On the 30th June 2023, the Temporary Full Expensing rules (or Instant Asset Write-Off) will end. So, you can still take this opportunity to claim full tax deductions on any eligible assets that you acquire. 

Regarding eligible assets, more information can be found online, or just reach out to your financial advisor who can offer information that is relevant to you and your business. 

Stocktakes at the end of each financial year are extremely important. This ensures that you account for any stock loss or damage to ensure you aren’t overpaying in tax. 

By doing this, you are going to improve cash flow, identify any theft, understand your business better and even take the opportunity to reflect on and review your pricing strategies. 

Other tips include bringing forward any necessary spending to the current financial year, reducing your tax liability sooner. Deferring your income until after June 30th or paying your employer super contributions before this same date, as to obtain a tax deduction for the current year. 

If you’re looking at your superannuation contributions:

Then you’re already thinking smart about effective ways to reduce your tax. But it is important to have a chat with a professional to make sure that your strategy is as good as it can be. 
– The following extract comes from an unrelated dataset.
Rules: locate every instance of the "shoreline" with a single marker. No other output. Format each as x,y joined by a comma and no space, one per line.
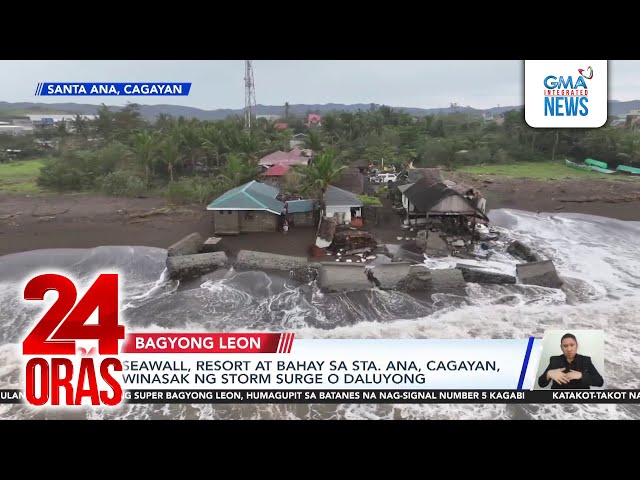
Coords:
47,221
It is possible to claim a tax deduction on personal super contributions that are made from your after-tax income. The concessional contribution cap is currently at $27,500, but you can bring forward previously unused caps from years gone, increasing the claimable amount. 

Your spouse can make contributions to your super for you if your annual income is less than $40,000 and you claim an offset. Should you earn less than $37,000 and when your spouse contributes at least $3000, then they can claim the maximum tax offset of $540. 

Also, when you make personal contributions to your fund, the government may also make a contribution  of up to $500 if you are a low or middle income earner.